Ao longo dessas mais de quatro décadas, a Cornucópia sempre se quis assumir como “grande instrumento de pensamento das sociedades”. Essa forma de encarar o teatro permanece em Um D. João Português. “Eu suspiro por um teatro que transmita o pensamento das pessoas que o estão a fazer”, reitera Cintra. Esse pensamento, acrescenta, é “caótico”, incluindo “associação de ideias e outras coisas da experiência pessoal”.
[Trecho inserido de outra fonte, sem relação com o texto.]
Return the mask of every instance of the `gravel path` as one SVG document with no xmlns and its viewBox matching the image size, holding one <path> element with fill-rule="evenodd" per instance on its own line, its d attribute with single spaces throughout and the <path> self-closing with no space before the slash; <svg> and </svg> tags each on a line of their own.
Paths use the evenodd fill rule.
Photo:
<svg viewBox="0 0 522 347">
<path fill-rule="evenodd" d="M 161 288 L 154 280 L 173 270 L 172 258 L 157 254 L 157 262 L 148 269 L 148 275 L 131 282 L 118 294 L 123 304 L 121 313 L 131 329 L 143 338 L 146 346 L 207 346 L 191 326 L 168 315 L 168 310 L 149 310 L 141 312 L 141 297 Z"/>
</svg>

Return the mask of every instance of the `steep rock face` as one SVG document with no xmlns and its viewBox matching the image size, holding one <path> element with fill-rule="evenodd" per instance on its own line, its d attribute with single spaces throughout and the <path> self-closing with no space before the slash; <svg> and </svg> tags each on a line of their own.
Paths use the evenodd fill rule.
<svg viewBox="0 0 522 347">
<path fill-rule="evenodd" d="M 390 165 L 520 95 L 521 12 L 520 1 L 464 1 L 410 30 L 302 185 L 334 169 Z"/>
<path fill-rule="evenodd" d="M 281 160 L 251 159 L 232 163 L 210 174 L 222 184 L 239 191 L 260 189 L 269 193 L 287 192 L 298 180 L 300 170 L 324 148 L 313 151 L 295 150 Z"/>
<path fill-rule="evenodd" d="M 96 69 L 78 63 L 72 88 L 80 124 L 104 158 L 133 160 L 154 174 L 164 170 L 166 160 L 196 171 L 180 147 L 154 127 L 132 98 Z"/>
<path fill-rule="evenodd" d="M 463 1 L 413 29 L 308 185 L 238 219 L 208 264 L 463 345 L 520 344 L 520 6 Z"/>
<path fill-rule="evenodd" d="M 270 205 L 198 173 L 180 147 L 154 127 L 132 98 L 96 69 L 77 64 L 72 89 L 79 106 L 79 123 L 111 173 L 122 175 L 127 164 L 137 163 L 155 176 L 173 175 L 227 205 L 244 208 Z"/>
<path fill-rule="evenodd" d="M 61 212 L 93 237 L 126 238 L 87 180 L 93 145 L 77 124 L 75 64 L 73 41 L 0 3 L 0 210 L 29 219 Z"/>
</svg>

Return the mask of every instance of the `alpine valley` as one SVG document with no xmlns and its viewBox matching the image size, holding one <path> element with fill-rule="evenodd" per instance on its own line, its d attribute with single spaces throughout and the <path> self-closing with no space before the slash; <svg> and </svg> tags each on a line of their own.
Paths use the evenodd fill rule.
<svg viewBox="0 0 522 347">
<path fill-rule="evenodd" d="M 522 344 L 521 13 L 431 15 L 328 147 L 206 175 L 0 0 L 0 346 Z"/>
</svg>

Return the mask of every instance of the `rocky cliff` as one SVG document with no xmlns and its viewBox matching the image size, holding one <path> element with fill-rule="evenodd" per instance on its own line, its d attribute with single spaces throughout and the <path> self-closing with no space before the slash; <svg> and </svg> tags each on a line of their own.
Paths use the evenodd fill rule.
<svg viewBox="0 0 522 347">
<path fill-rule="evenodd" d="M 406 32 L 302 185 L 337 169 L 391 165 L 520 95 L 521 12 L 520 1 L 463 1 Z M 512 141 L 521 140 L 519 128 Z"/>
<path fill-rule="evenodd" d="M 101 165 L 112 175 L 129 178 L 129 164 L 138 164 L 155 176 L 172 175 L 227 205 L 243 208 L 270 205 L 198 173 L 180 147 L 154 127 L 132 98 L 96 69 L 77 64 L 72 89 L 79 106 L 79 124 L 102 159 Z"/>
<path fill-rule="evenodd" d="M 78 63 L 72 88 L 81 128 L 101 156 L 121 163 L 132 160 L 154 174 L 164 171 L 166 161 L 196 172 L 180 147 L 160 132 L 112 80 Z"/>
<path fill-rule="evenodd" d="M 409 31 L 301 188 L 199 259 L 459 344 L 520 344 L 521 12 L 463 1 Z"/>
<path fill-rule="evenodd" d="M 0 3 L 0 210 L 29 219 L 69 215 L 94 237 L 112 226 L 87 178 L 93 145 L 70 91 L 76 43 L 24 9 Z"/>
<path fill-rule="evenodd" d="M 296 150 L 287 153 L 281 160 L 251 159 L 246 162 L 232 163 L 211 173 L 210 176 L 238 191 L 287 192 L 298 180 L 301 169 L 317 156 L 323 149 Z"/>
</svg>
Na visão do encenador, D. João é uma personagem genial justamente por estar imersa nesse caos. É alguém que “percebe tudo, mas não sabe como é que há de atingir a essência da vida”, a não ser como “uma forma de compreensão do mundo e de aprendizagem”. “Parece o Álvaro de Campos, que está sempre a dizer que não acredita em nada e ‘merda, sou lúcido’”, compara.

O protagonista exibe, aliás, traços do século XX, quando “já não aguenta coisas que a sua inteligência já negou”, mas não sabe como “pensar de outra maneira”, vinca Luis Miguel Cintra. Esses traços tornam-se mais salientes com a inclusão de excertos da peça O Mendigo ou o Cão Morto, escrita por Brecht pouco após o término da Primeira Guerra Mundial, para inverter os papéis da cena em que D. João encontra um mendigo e lhe promete uma moeda de ouro caso insulte Deus. “O D. João faz aquela farsa para perceber como se podia comportar naquela posição. É o poderoso que tem a liberdade de pensar a própria condição do explorado”, reitera o encenador, considerando esta cena exemplar da “natureza política do texto”.

De D. João a Esganarelo

Numa representação cujo carácter português reside, para Luís Miguel Cintra, sobretudo na língua e nas “referências” – “se fosse um russo a fazer a peça, provavelmente teria referências diferentes, e as próprias relações entre os casais seriam pensadas de outra maneira”, diz –, a relação mais próxima de D. João é a que o une a Esganarelo. “É uma relação de poder, de patrão e criado”, afirma o encenador. Mas que se transforma numa “grande amizade”, com ecos de D. Quixote e Sancho Pança – daí as referências a Cervantes.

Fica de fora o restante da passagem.